Aber auch hier mahnt der Liedermacher, der sowohl an die Steiermark als auch Griechenland musikalische Liebeserklärungen schrieb, vor Schlagwörtern und Vorurteilen gegen die "Kleinen": Dass es in Griechenland dreimal mehr Beamte gibt als bei uns, könne man dem Staatsdiener selbst schlecht vorwerfen. "Kein Beamter der Welt wird sagen: 'I bin einer zu viel'", meint Steinbäcker zynisch.

Fakelaki: "Jeder weiß, dass es so ist"
Zum geflügelten Wort in der Berichterstattung über die Griechen-Krise wurde der Ausdruck "Fakelaki", das griechische Wort für Bestechungsgeld, das man bei Beamten in Griechenland angeblich sehr oft zahlen müsse. "Jeder weiß, dass das so ist", bestätigt Steinbäcker. Er selbst, der auf Korfu ein Haus besitzt und auch ein vor vielen Jahren gekauftes Segelboot hat, sah sich damit als "normaler Bürger" jedoch noch nie konfrontiert. 

Auch dass man für Spitalsaufenthalte per se Schmiergeld zahlen müsse, stimme so nicht. Allerdings: "Wenn du einen bestimmten Operateur haben willst, dann solltest wahrscheinlich a bisserl was dazuzahlen. Aber i bin mir net sicher, ob's das net bei uns auch gibt", fügt der Steirer hinzu. 

Streiks richten sich nicht gegen EU-Hilfe
Zu den jüngsten Generalstreiks, die von europäischen Medien häufig mit Argwohn betrachtet wurden, hat Steinbäcker keine eindeutige Meinung. "Dass die Leute gegen harte Sparmaßnahmen streiken, is mir an sich aber sonnenklar. Dass es dann in Österreich und Deutschland heißt 'Jetzt krieg'n die a Geld und dann streiken sie', is aber a Unsinn. Es hat das eine mit dem anderen nichts zu tun. Es wird ja intern gegen die Zustände gestreikt und wie das Sparen jetzt aufgeteilt wird. Die Griechen streiken sicher nicht dagegen, dass ihnen als Staat beim Überleben geholfen wird."
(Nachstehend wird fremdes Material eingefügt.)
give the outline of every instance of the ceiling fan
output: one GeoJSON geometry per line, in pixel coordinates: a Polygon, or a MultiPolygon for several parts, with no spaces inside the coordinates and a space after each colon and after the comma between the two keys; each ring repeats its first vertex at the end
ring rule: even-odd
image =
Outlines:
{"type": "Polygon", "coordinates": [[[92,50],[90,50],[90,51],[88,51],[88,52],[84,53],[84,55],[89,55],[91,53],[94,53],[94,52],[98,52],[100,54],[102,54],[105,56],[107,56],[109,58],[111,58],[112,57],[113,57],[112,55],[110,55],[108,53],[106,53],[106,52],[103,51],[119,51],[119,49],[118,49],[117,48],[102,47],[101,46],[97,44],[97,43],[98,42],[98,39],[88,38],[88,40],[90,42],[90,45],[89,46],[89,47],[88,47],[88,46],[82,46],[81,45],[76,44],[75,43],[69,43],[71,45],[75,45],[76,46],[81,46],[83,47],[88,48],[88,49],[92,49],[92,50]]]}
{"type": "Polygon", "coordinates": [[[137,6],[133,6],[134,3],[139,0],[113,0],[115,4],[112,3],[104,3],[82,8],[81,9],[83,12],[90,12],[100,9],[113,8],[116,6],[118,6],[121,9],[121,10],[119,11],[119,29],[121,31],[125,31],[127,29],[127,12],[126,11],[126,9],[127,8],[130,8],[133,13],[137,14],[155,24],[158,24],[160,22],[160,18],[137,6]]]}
Die Krawalle und Ausschreitungen, wie sie derzeit im Fernsehen bei nahezu jedem Griechenland-Beitrag gezeigt werden, sieht Steinbäcker unabhängig von der Schuldenkrise. "Schon vor der Krise hat es aufstandsähnliche Situationen gegeben. An der Spitze werken da aber autonome Leute, die dann zu den Gewerkschafts-Demonstrationen gehen und dort den Radau machen", erklärt er. 

Bei den EU-Krediten - Österreich hat bis dato 440 Millionen Euro für Griechenland aufgenommen - glaubt Steinbäcker an ein Wiedersehen: "Ich glaube schon, dass das Geld wieder zurückkommt. Und zwar weil die Griechen müssen. Die steuerten ja auf eine katastrophale Situation zu, wenn sie das nicht mehr tun können. Dass sie es vielleicht trotzdem nicht schaffen, ist theoretisch möglich. Aber zu unterstellen, man würde die Kredite von vornherein nicht zurückzahlen wollen, halte ich für einen Blödsinn."

Für Gert Steinbäcker, der mit dem österreichisch-griechischen Duett "O Xenos" auch schon in seiner Wahlheimat musikalische Erfolge feierte, ist jedenfalls klar: "Die, die jetzt bluten müssen, sind nicht die, die die Krise verschuldet haben." Anfang Juni wird er wieder für zwei Monate nach Griechenland ziehen.